Originally published on Mac O’Clock

An ARM-based MacBook, an Apple Watch that tracks your sleep and your hand washing. There are tentative signs that Apple is starting to innovate again. After a decade of incremental updates to the same range of MacBooks, iPhones and iPads, last month’s WWDC conference may well have been the start of a new era for the company. However, my checklist for the conference was only populated with one item. And I was left disappointed.

It’s email. That pesky, forgotten iCloud web app for email.

Apple’s web apps were launched in 2011 following iCloud’s regeneration from the MobileMe service and enabled anyone with an iCloud account to access its related services via iCloud.com, even without an Apple device.

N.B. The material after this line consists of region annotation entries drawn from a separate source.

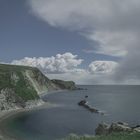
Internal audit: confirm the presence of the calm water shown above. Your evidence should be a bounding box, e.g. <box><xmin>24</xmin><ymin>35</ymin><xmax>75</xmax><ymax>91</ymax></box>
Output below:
<box><xmin>4</xmin><ymin>86</ymin><xmax>140</xmax><ymax>140</ymax></box>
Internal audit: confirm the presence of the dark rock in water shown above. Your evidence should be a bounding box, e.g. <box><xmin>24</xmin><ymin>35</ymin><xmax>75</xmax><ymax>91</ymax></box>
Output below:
<box><xmin>78</xmin><ymin>100</ymin><xmax>99</xmax><ymax>113</ymax></box>
<box><xmin>95</xmin><ymin>122</ymin><xmax>133</xmax><ymax>135</ymax></box>
<box><xmin>78</xmin><ymin>100</ymin><xmax>87</xmax><ymax>106</ymax></box>
<box><xmin>95</xmin><ymin>123</ymin><xmax>110</xmax><ymax>135</ymax></box>
<box><xmin>85</xmin><ymin>95</ymin><xmax>88</xmax><ymax>98</ymax></box>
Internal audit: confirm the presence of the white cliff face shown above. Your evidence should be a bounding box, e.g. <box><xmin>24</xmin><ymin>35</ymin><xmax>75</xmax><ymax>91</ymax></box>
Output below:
<box><xmin>0</xmin><ymin>88</ymin><xmax>20</xmax><ymax>111</ymax></box>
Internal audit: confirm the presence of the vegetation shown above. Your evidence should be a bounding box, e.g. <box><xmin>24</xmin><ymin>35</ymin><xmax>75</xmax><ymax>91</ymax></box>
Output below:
<box><xmin>51</xmin><ymin>79</ymin><xmax>77</xmax><ymax>90</ymax></box>
<box><xmin>0</xmin><ymin>64</ymin><xmax>39</xmax><ymax>101</ymax></box>
<box><xmin>63</xmin><ymin>133</ymin><xmax>140</xmax><ymax>140</ymax></box>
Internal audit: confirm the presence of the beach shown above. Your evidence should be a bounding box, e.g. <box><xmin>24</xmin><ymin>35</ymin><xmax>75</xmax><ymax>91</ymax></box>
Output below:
<box><xmin>0</xmin><ymin>102</ymin><xmax>57</xmax><ymax>140</ymax></box>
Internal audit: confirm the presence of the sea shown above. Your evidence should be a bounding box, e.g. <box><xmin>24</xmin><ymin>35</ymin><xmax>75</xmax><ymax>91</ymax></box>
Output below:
<box><xmin>0</xmin><ymin>85</ymin><xmax>140</xmax><ymax>140</ymax></box>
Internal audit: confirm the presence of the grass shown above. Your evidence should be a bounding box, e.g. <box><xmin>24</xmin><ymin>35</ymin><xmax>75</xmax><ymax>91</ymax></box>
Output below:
<box><xmin>0</xmin><ymin>64</ymin><xmax>39</xmax><ymax>101</ymax></box>
<box><xmin>63</xmin><ymin>133</ymin><xmax>140</xmax><ymax>140</ymax></box>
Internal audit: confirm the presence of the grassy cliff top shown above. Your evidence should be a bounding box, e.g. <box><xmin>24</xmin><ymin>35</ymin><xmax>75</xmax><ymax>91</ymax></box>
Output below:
<box><xmin>0</xmin><ymin>64</ymin><xmax>42</xmax><ymax>101</ymax></box>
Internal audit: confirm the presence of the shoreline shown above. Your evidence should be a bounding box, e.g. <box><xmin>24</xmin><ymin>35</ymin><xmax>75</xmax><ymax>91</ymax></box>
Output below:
<box><xmin>0</xmin><ymin>90</ymin><xmax>67</xmax><ymax>140</ymax></box>
<box><xmin>0</xmin><ymin>102</ymin><xmax>57</xmax><ymax>140</ymax></box>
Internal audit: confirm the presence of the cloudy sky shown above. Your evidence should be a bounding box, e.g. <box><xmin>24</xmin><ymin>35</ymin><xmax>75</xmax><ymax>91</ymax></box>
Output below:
<box><xmin>0</xmin><ymin>0</ymin><xmax>140</xmax><ymax>84</ymax></box>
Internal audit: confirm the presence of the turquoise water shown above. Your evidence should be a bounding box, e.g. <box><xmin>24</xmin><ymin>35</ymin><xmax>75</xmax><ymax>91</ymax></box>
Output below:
<box><xmin>4</xmin><ymin>86</ymin><xmax>140</xmax><ymax>140</ymax></box>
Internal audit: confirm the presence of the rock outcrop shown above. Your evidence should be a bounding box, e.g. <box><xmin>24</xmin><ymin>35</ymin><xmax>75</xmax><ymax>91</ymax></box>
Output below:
<box><xmin>0</xmin><ymin>64</ymin><xmax>76</xmax><ymax>111</ymax></box>
<box><xmin>51</xmin><ymin>79</ymin><xmax>78</xmax><ymax>90</ymax></box>
<box><xmin>78</xmin><ymin>100</ymin><xmax>100</xmax><ymax>115</ymax></box>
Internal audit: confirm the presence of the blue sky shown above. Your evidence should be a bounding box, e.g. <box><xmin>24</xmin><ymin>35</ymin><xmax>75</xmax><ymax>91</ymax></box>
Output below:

At the time, it was great. I was still at school in a rural area with very little 3G coverage and very restrictive wifi. I was regularly using an on-campus Windows PC to access my iCloud email. I could open the browser and read and draft emails to my heart’s content on an Apple-designed interface. It was a great extension to the Apple ecosystem and was a genuine reason for using iCloud as my main email client over Gmail. That early magic has long since passed.

The functionality of the web apps, particularly the Mail app, has barely changed since 2011. Once the novelty of having access to an iOS-like dashboard on some ancient Windows XP-clad Dell had passed, the much uglier features came to the fore. Even back then, having a pop out window to draft an email seemed cumbersome when Facebook and Google were integrating pretty basic pop up tabs for messaging and drafting emails respectively. The tweaks that Apple have added to the Mail app have been welcome. This includes a quick Unsubscribe and an Unread filter button, but these features now seem like bare minimums for an email client.

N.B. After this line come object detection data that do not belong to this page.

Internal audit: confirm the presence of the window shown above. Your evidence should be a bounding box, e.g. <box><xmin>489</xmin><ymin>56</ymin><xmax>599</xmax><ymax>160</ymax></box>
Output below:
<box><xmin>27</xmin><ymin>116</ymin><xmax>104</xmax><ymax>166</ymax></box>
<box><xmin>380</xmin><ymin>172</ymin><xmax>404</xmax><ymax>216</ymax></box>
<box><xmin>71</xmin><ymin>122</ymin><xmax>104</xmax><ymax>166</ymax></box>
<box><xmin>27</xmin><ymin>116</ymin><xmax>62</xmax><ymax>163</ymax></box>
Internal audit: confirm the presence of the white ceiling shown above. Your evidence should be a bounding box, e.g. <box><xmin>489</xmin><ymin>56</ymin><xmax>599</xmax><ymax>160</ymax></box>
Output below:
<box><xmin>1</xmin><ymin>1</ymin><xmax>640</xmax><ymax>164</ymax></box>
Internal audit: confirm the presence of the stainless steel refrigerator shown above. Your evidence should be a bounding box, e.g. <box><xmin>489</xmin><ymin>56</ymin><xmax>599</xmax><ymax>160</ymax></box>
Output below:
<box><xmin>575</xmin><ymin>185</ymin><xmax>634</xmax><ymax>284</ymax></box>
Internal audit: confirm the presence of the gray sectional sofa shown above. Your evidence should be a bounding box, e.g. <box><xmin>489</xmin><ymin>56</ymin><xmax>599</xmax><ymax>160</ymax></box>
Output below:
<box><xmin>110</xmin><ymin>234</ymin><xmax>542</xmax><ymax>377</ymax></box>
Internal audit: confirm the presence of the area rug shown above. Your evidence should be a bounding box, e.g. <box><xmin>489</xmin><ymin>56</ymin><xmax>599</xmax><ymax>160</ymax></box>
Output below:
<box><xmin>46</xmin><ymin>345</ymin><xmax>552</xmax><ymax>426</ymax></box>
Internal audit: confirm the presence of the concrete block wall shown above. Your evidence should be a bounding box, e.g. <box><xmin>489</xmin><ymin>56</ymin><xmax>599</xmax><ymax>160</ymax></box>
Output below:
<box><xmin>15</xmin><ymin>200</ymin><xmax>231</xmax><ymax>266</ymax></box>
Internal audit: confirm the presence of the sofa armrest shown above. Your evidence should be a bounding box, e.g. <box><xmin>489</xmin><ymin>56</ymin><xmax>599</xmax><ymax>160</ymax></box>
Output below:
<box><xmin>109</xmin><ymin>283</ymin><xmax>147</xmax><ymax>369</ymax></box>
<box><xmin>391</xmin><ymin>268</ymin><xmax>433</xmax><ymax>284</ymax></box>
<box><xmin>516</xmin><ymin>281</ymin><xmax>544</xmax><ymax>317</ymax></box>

The big players in web email clients, Gmail and Outlook, continue to improve their browser-based offerings. Both have added smart or ‘focused’ inbox filtering that sort your emails for you as well as powerful integrations with Calendar apps. Google have also announced an overhaul of Gmail that will better align it with its Meet and Drive apps. Apple has not yet found the time to fully integrate iCloud Mail with its existing Calendar, Drive and FaceTime services that all complement one another, especially in a world where more iCloud users than ever are working remotely.

As Owen Williams notes in his recent piece for OneZero, Apple has a strong track record, reinforced by the features it announced at WWDC, of ripping off its competitors but doing a better job of them. On this basis, the extent to which iCloud’s web apps lag behind its browser based friends at Google and Microsoft is astounding.

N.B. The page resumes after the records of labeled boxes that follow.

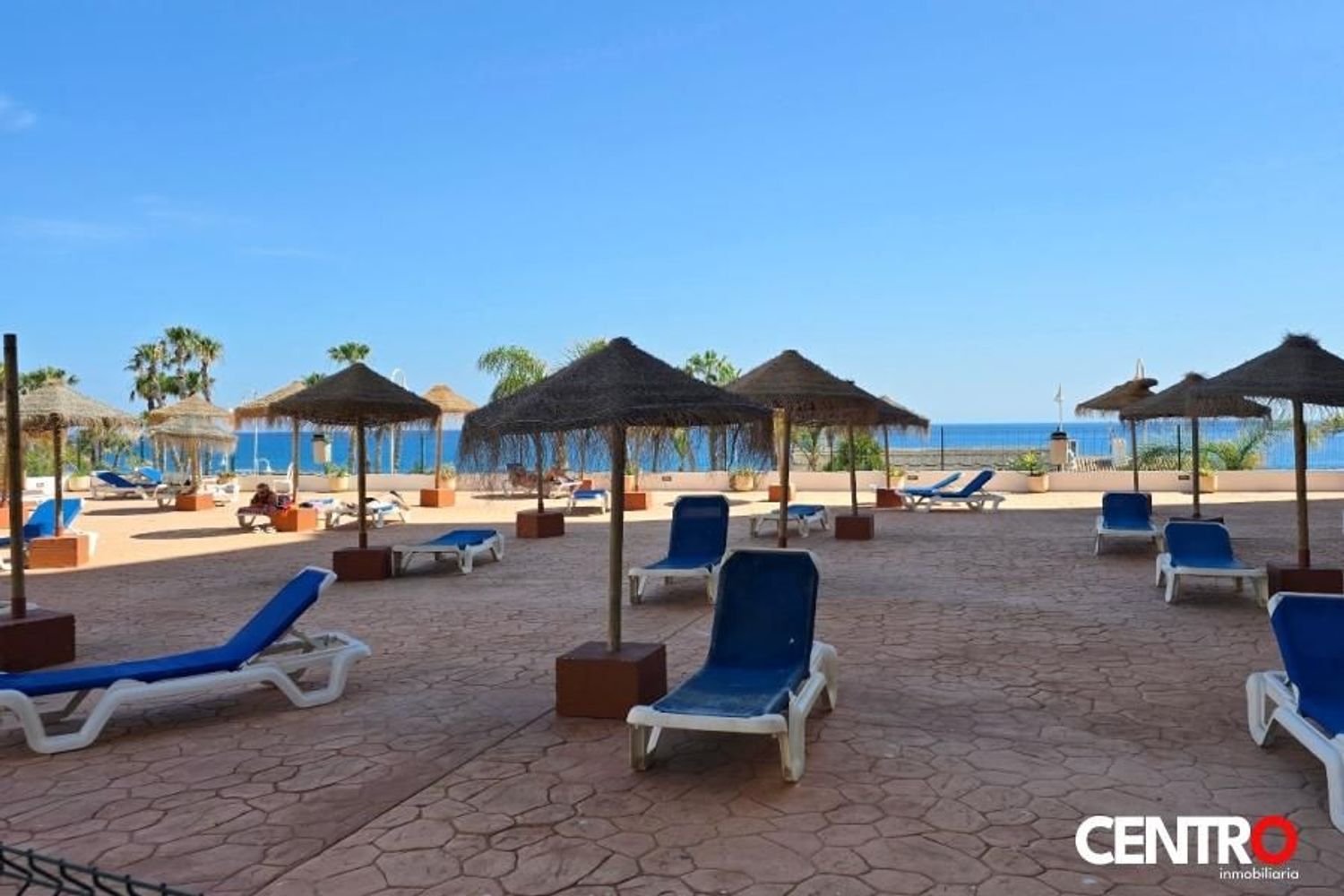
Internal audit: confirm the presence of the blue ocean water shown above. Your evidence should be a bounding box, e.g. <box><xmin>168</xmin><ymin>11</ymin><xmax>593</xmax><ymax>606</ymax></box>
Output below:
<box><xmin>189</xmin><ymin>420</ymin><xmax>1344</xmax><ymax>473</ymax></box>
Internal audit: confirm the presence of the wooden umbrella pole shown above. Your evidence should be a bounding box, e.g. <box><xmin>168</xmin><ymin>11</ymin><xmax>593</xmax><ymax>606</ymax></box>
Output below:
<box><xmin>355</xmin><ymin>418</ymin><xmax>368</xmax><ymax>551</ymax></box>
<box><xmin>51</xmin><ymin>423</ymin><xmax>66</xmax><ymax>538</ymax></box>
<box><xmin>607</xmin><ymin>426</ymin><xmax>625</xmax><ymax>653</ymax></box>
<box><xmin>766</xmin><ymin>409</ymin><xmax>793</xmax><ymax>548</ymax></box>
<box><xmin>4</xmin><ymin>333</ymin><xmax>26</xmax><ymax>619</ymax></box>
<box><xmin>1190</xmin><ymin>417</ymin><xmax>1199</xmax><ymax>520</ymax></box>
<box><xmin>847</xmin><ymin>423</ymin><xmax>859</xmax><ymax>516</ymax></box>
<box><xmin>1293</xmin><ymin>399</ymin><xmax>1312</xmax><ymax>567</ymax></box>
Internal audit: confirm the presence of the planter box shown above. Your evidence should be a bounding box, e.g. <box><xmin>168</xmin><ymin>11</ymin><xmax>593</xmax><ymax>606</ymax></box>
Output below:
<box><xmin>421</xmin><ymin>489</ymin><xmax>457</xmax><ymax>506</ymax></box>
<box><xmin>29</xmin><ymin>535</ymin><xmax>89</xmax><ymax>570</ymax></box>
<box><xmin>0</xmin><ymin>607</ymin><xmax>75</xmax><ymax>672</ymax></box>
<box><xmin>332</xmin><ymin>548</ymin><xmax>392</xmax><ymax>582</ymax></box>
<box><xmin>513</xmin><ymin>511</ymin><xmax>564</xmax><ymax>538</ymax></box>
<box><xmin>831</xmin><ymin>513</ymin><xmax>876</xmax><ymax>541</ymax></box>
<box><xmin>556</xmin><ymin>641</ymin><xmax>668</xmax><ymax>719</ymax></box>
<box><xmin>174</xmin><ymin>492</ymin><xmax>215</xmax><ymax>511</ymax></box>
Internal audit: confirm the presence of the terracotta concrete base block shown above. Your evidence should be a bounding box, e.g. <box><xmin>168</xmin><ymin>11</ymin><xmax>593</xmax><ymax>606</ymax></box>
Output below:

The addition of the Photos app to iCloud.com and its more intuitive design in comparison to other iCloud web apps is perhaps a sign that more improvements are coming, but competitors won’t wait around for them. In addition to improvements to Gmail and Outlook, there are a plethora of start-ups claiming to be ‘reinventing email’ for the modern era. Edison’s OnMail, announced in April, will launch this summer with a full browser based option and with a focus on Apple’s new found passion: privacy. The already launched paid options — Hey, Newton and Superhuman — while standalone apps, underline the staleness of Apple’s email offering with some beautiful UI design and built in tools to improve the speed with which you can get in and out of your email.

Until Apple decides to focus some attention on improving the iCloud experience across all of the platforms on which it is used, it will never be seen as a viable option for many when Google and Microsoft are so many strides ahead. But as we know, that could all change with another video presentation from Apple Park.

With just under 11 months to go until the next WWDC, this is my callout to Cupertino to show iCloud some love and reinvigorate email for Apple users.